There was nothing wrong with a youth having an interest in fantasy, and the delusions of knights most brave battling dragons most foul were even encouraged to foster a budding imagination, but once the flower had bloomed it was expected they cast aside the delusions that once drove them.
Those that could not were destined for a life of destitution, as Miranda Sinclair did. A life that failed to launch beyond the idle fascinations, and barely managed to support herself. She could barely hold a job for any length of time, and what money didn't go towards feeding her hunger or slaking her thirst went towards that age old love of the marvelous and mysterious. An old thrift shop had crossed her eye one day, and with a severance check clutched firmly in hand she strode inside looking to spend herself of both grief and funds. A half hour later and she would emerge with a leather bound book and not a cent to her name, pouring over the cracked spine with the wonderment of a child.
It was escapism, plain and simple, and as much as she longed for it, she hadn't a clue that her wish would be granted that very day.
Reading as she went along desolate roads late into the evening, her weary feet taking her every which way but to the crushing loneliness of an apartment she could no longer afford the rent for, Miranda had stepped out onto the crosswalk without a care for the car speeding down the road. From the corner of her eye the light of it's high beams struck her, yet when she lifted her head to look the locale had changed and there was no car casting light upon her.
The only light came from the red sky above, and the eerie full moon which was absent not a minute before beneath overcast skies. Craning her neck to and fro, the destitute woman saw not a soul on the streets and soon wrapped her arms around herself as a drop in temperature washed over her and made Miranda regret the threadbare nature of her attire. With the tome clutched tightly to her chest she finished crossing the street, finding that the roads were still very much the same in lay out, yet were nothing alike beyond the superficial details. Her nose wrinkled and ears turned on a dime, finding that with every step she took was made into a seemingly alien world that had none of the sounds which punctuated human settlement. Dead silence was a frightening void to exist within, even when it was punctured by the sound of your own hurried steps, and the heated breaths released in ever increasing intensity.
There wasn't even the smell of sewage from a grate in the road, something she would never think to have missed.

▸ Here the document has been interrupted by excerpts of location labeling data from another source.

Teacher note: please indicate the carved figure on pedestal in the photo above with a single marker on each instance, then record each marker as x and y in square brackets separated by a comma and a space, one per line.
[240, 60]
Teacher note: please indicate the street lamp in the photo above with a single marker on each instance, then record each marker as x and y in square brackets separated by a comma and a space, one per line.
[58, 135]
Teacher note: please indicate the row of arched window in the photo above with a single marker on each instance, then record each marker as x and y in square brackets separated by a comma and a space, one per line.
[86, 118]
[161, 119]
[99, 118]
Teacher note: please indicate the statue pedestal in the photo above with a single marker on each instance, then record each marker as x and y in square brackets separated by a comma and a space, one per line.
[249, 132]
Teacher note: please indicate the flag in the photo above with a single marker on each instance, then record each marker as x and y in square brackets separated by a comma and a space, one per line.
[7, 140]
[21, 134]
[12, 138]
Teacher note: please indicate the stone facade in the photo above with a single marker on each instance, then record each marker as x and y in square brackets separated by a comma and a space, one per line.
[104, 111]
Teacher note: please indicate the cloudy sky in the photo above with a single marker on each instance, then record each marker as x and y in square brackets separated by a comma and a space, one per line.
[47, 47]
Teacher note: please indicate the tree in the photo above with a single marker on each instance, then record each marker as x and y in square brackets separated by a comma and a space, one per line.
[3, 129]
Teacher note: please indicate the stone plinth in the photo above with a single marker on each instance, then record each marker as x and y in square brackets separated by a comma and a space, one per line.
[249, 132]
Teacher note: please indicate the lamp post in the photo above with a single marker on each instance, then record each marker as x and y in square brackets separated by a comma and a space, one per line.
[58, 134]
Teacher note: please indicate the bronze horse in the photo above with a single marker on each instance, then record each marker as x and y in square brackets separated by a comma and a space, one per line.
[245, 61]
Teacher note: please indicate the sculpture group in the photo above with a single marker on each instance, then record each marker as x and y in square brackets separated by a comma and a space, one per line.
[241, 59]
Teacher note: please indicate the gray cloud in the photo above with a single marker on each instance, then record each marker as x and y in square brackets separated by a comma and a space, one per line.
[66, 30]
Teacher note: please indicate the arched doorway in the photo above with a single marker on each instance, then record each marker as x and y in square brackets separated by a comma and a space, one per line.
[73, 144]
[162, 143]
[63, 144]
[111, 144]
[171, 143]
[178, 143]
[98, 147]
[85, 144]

"Huh?!" A strangled word of surprise slipped past parched lips, nearly cracking from the accumulated strain of the situation, but a harsh scrapping sound from around the coming corner was ample cause to break her silence. She had spoken so briefly, yet it caused the scraping to halt before resuming in a frantic manner in her direction. Miranda looked around, and found there was no nearby alley or convenient waste bin to hide herself, leaving her a petrified statue when she witnessed her dream come to fruition.

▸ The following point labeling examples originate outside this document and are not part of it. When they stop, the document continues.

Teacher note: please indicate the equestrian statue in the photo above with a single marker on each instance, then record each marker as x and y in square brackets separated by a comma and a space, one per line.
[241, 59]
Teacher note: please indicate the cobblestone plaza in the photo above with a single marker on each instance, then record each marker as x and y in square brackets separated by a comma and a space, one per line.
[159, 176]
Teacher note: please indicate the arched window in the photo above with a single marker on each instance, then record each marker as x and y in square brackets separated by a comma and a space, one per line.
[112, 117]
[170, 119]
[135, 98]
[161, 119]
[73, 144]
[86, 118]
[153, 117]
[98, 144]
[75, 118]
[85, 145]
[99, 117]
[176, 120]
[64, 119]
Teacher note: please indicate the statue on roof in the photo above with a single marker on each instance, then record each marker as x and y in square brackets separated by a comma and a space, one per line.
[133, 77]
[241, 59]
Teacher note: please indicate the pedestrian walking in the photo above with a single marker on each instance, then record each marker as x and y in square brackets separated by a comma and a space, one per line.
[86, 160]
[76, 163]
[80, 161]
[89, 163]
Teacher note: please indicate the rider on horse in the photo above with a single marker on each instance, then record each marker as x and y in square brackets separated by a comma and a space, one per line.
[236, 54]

What ran around the corner was certainly a creature of fantasy, proof that her idle fascination was not so farfetched after all, but that was still a cold comfort when before her were familiar creatures that meant her nothing but ill will. Calling out jeers and maddened ravings with grating voices were tiny fae folk, seven in total, and with a range of crude blades dragging along the side walks behind her.

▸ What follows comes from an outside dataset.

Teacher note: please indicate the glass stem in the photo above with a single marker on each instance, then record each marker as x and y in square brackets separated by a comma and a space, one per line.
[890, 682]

"Red Caps!" Miranda shouted, a shaky finger raised towards the namesake hats snugly resting on their heads, and a few of them wore caps that still dripped red over the pavement as they went. Rather then surprise, the Red Caps were delighted to be labeled correctly, and ran at her with weapons brandished high to cleave her open and use her to dye their clothes. A grisly fate that would have surely befallen her, had she not made a very important purchase.
Though she herself was shaking with all the terror of a deer in the head lights, it was impossible not to feel the violent shaking of the book she had clutched this entire time. Grasping at straws in her final hour, Miranda thought that if such blood thirsty monster could exist, then perhaps what she had purchased could be a genuine book of spells with a verse to save her from the jagged blades. She pried the book from her chest and opened it wide before her to a random page.
To her surprise, there was only a single word beneath a picture that dominated the whole of the page. Without thinking, she spoke it aloud as the first Red Cap leapt to close the final feet between them.
"Null."
The page turned blank, and what once was bound in ink was now made corporeal between her and torturous demise, an impossible figure bound in heavy plates of armor, yet only had whirling mealstrum of blue and black for a 'body'. It's figure towered over all of them by a good three feet despite its hunched nature, and rather then legs its body tapered off to a thin stalk sliding upon the ground with ease. The being had only four fingers, and they all were designed in the visage of wicked claws.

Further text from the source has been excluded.